A character can operate at peak efficiency for 24 hours of game time (≈2 hours real time). After that, fatigue sets in: for every 4 game-hours past the 24-hour mark the character takes a –1 luck penalty (–1 to all rolls). Characters with high or low Constitution are more or less resilient and can travel for longer or shorter without rest. Resting removes all fatigue penalties.
Rest in style
Characters resting in rented rooms while visiting an inn will heal more or less depending on the quality of the room.
Encumbrance¶
Each character has a fixed number of inventory slots plus paper-doll equipment slots. The total weight a character may carry is governed by their Strength — see the weight tables in the appendix.

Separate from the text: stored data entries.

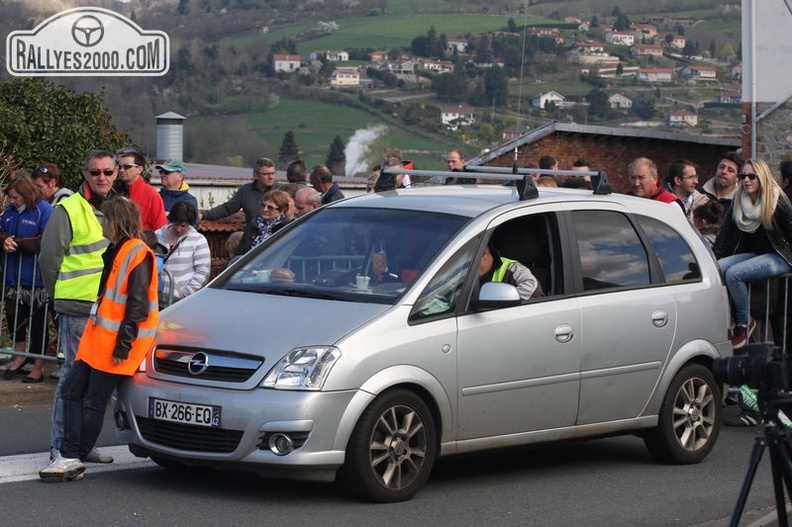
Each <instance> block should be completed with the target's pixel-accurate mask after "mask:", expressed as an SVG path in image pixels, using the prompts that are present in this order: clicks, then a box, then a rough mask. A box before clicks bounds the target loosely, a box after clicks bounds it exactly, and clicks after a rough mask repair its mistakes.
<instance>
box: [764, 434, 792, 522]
mask: <svg viewBox="0 0 792 527" xmlns="http://www.w3.org/2000/svg"><path fill="white" fill-rule="evenodd" d="M768 446H769V447H770V467H771V468H772V472H773V490H774V491H775V499H776V514H777V515H778V525H779V527H788V525H789V523H788V521H787V513H786V499H785V498H784V481H786V483H787V486H788V485H789V480H790V478H789V474H788V471H789V470H790V467H789V466H787V465H784V463H785V462H788V461H789V457H788V456H787V458H786V459H785V458H784V454H783V449H785V448H786V444H785V443H783V441H781V440H780V439H779V438H778V437H773V438H771V439H770V440H769V445H768ZM782 477H783V479H782Z"/></svg>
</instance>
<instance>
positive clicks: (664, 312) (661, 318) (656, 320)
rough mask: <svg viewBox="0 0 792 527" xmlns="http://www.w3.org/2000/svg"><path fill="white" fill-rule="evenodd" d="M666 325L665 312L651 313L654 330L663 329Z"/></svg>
mask: <svg viewBox="0 0 792 527" xmlns="http://www.w3.org/2000/svg"><path fill="white" fill-rule="evenodd" d="M666 324H668V313H666V312H665V311H662V310H660V311H655V312H654V313H652V325H653V326H654V327H656V328H663V327H665V326H666Z"/></svg>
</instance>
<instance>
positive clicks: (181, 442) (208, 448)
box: [135, 416, 243, 454]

Carrying too much slows or stops movement.
Intoxication¶
All the better inns serve a variety of intoxicants. Drinking to excess impairs combat ability. Sufficient drink bolsters morale, but the trade-off in effectiveness rarely makes it worth it.
- The number of drinks you can take before suffering penalties depends on your Constitution — a Constitution of 3 character is tipsy after a single drink.
- Recovery is uniform: a good night's sleep negates all effects regardless of how much was drunk.
Indeed, I have seen fellows with heroic constitutions drink seemingly endless amounts and suffer no visible effects.
— Volo
Perhaps "heroic" is the wrong choice of word in this instance.
— Elminster
Poison¶
Poison is an all-too-frequent adventuring hazard: bites, stings, deadly potions, drugged wines, bad food, all at the hands of malevolent wizards, evil assassins, hideous monsters, and incompetent innkeepers.
Several spells either slow the onset of a poison (giving time for further treatment) or negate it entirely.
Warning
Cure spells do not negate the progress of a poison — they only heal damage already suffered.